By default, the `in-memory` stores are provided by the dependency injection, the `sql` implementations can be used by
simply registering the relative extensions (e.g. `asset-index-sql`, `contract-negotiation-store-sql`, ...).

## 1. Configuring DataSources

For using `sql` extensions, a `DataSource` is needed, and it should be registered on the `DataSourceRegistry` service.

The `sql-pool-apache-commons` extension is responsible for creating and registering pooled data sources starting from
configuration. At least one data source named `"default"` is required.

```properties
edc.datasource.default.url=...
edc.datasource.default.name=...
edc.datasource.default.password=...
```

It is **recommended** to hold these values in the Vault rather than in configuration. The config key (e.g.
`edc.datasource.default.url`) serves as secret alias. If no vault entries are found for these keys, they will be
obtained from the configuration. This is **unsafe** and should be avoided!

Other datasources can be defined using the same settings structure:

```properties
edc.datasource.<datasource-name>.url=...
edc.datasource.<datasource-name>.name=...
edc.datasource.<datasource-name>.password=...
```

`<datasource-name>` is string that then can be used by the store's configuration to use specific data sources.

### 1.2 Using custom datasource in stores

Using a custom datasource in a store can be done by configuring the setting:

```properties
edc.sql.store.<store-context>.datasource=<datasource-name>
```

Note that `<store-context>` can be an arbitrary string, but it is recommended to use a descriptive name.

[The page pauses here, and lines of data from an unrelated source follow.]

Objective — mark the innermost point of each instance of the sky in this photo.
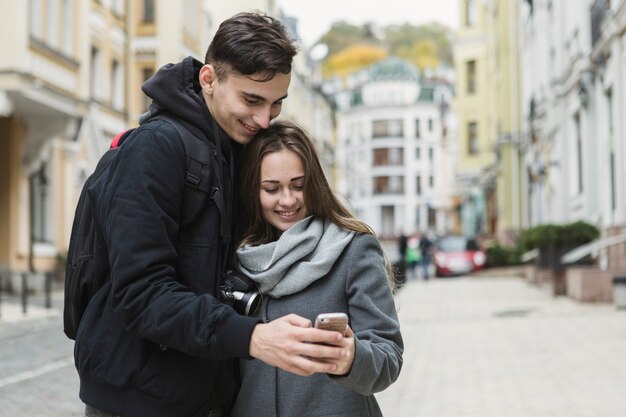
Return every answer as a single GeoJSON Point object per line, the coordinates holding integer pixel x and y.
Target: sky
{"type": "Point", "coordinates": [316, 16]}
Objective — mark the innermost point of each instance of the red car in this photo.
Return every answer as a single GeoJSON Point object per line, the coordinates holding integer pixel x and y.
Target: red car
{"type": "Point", "coordinates": [457, 255]}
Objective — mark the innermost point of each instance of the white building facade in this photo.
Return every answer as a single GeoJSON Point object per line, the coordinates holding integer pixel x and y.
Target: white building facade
{"type": "Point", "coordinates": [394, 160]}
{"type": "Point", "coordinates": [574, 99]}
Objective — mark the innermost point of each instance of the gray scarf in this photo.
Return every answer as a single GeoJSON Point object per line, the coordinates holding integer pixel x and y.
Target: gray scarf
{"type": "Point", "coordinates": [303, 254]}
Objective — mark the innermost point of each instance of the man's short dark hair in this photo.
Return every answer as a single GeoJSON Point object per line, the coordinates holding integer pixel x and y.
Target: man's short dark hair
{"type": "Point", "coordinates": [249, 43]}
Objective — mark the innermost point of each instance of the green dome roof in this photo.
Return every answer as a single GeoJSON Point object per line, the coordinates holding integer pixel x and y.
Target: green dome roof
{"type": "Point", "coordinates": [393, 69]}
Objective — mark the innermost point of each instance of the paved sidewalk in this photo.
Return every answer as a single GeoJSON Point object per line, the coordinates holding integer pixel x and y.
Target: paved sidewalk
{"type": "Point", "coordinates": [474, 347]}
{"type": "Point", "coordinates": [499, 347]}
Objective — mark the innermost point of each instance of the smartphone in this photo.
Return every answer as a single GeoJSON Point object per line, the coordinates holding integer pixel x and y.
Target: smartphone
{"type": "Point", "coordinates": [332, 321]}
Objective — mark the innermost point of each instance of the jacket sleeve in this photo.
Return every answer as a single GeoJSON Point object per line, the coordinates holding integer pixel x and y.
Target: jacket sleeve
{"type": "Point", "coordinates": [140, 221]}
{"type": "Point", "coordinates": [373, 318]}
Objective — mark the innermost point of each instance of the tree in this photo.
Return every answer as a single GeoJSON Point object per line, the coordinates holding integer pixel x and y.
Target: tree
{"type": "Point", "coordinates": [343, 34]}
{"type": "Point", "coordinates": [353, 47]}
{"type": "Point", "coordinates": [423, 53]}
{"type": "Point", "coordinates": [400, 39]}
{"type": "Point", "coordinates": [352, 59]}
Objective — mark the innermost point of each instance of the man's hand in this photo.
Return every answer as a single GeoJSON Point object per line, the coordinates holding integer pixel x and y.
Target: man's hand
{"type": "Point", "coordinates": [290, 343]}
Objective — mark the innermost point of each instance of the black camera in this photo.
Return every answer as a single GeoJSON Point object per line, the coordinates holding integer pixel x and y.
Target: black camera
{"type": "Point", "coordinates": [240, 292]}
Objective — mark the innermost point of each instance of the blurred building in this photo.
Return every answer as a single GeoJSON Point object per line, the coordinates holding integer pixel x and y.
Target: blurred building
{"type": "Point", "coordinates": [395, 148]}
{"type": "Point", "coordinates": [70, 81]}
{"type": "Point", "coordinates": [574, 99]}
{"type": "Point", "coordinates": [487, 103]}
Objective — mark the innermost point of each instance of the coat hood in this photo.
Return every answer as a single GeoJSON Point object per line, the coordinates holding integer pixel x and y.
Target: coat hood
{"type": "Point", "coordinates": [175, 89]}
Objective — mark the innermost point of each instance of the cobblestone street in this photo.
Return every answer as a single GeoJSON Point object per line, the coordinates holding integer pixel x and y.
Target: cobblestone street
{"type": "Point", "coordinates": [475, 347]}
{"type": "Point", "coordinates": [499, 347]}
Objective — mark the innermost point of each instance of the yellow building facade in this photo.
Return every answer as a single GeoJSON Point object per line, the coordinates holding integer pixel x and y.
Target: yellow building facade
{"type": "Point", "coordinates": [489, 123]}
{"type": "Point", "coordinates": [69, 82]}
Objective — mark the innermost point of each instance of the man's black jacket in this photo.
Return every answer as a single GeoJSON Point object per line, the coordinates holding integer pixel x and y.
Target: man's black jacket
{"type": "Point", "coordinates": [155, 341]}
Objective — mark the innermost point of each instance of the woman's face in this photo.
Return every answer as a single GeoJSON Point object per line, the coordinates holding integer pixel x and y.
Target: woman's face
{"type": "Point", "coordinates": [282, 189]}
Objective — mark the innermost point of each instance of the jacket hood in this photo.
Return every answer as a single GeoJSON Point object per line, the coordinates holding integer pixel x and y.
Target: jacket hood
{"type": "Point", "coordinates": [175, 89]}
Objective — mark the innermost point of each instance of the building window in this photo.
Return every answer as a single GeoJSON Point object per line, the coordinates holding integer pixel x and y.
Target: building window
{"type": "Point", "coordinates": [117, 7]}
{"type": "Point", "coordinates": [470, 13]}
{"type": "Point", "coordinates": [388, 157]}
{"type": "Point", "coordinates": [52, 24]}
{"type": "Point", "coordinates": [471, 76]}
{"type": "Point", "coordinates": [34, 21]}
{"type": "Point", "coordinates": [146, 73]}
{"type": "Point", "coordinates": [612, 162]}
{"type": "Point", "coordinates": [117, 88]}
{"type": "Point", "coordinates": [387, 128]}
{"type": "Point", "coordinates": [68, 27]}
{"type": "Point", "coordinates": [579, 153]}
{"type": "Point", "coordinates": [95, 73]}
{"type": "Point", "coordinates": [148, 11]}
{"type": "Point", "coordinates": [389, 185]}
{"type": "Point", "coordinates": [41, 217]}
{"type": "Point", "coordinates": [472, 138]}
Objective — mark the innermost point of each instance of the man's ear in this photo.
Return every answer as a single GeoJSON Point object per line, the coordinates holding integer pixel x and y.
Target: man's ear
{"type": "Point", "coordinates": [207, 77]}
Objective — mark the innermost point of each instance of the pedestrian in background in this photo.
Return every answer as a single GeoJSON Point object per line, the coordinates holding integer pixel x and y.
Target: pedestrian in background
{"type": "Point", "coordinates": [412, 257]}
{"type": "Point", "coordinates": [309, 255]}
{"type": "Point", "coordinates": [156, 341]}
{"type": "Point", "coordinates": [426, 249]}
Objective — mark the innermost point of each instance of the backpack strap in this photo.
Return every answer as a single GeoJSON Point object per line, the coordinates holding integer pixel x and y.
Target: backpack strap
{"type": "Point", "coordinates": [200, 152]}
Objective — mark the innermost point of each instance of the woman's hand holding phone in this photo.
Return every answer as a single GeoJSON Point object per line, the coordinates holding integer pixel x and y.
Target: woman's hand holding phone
{"type": "Point", "coordinates": [339, 322]}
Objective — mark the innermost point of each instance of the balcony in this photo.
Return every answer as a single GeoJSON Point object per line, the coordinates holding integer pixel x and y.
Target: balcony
{"type": "Point", "coordinates": [599, 12]}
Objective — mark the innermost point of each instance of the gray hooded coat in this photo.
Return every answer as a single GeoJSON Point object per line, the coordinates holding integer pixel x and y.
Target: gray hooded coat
{"type": "Point", "coordinates": [357, 285]}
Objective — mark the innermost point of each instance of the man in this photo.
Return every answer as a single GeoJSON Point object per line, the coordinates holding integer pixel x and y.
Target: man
{"type": "Point", "coordinates": [156, 341]}
{"type": "Point", "coordinates": [426, 248]}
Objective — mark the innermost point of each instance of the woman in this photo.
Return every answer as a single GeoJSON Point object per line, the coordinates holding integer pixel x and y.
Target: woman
{"type": "Point", "coordinates": [309, 255]}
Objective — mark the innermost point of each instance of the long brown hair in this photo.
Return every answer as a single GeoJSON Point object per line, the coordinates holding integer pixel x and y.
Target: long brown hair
{"type": "Point", "coordinates": [319, 198]}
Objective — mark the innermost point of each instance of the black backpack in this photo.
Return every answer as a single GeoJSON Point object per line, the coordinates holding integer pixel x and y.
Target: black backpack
{"type": "Point", "coordinates": [85, 274]}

For example,
the `SqlPolicyStoreExtension` defines a data source name as follows:

```java
@Extension("SQL policy store")
public class SqlPolicyStoreExtension implements ServiceExtension {

@Setting(value = "The datasource to be used", defaultValue = DataSourceRegistry.DEFAULT_DATASOURCE)
public static final String DATASOURCE_NAME = "edc.sql.store.policy.datasource";

@Override
public void initialize(ServiceExtensionContext context) {
var datasourceName = context.getConfig().getString(DATASOURCE_NAME, DataSourceRegistry.DEFAULT_DATASOURCE);
//...
}
}
```

## 2. SQL Statement abstraction

EDC does not use any sort of Object-Relation-Mapper (ORM), which would automatically translate Java object graphs to SQL
statements. Instead, EDC uses pre-canned parameterized SQL statements.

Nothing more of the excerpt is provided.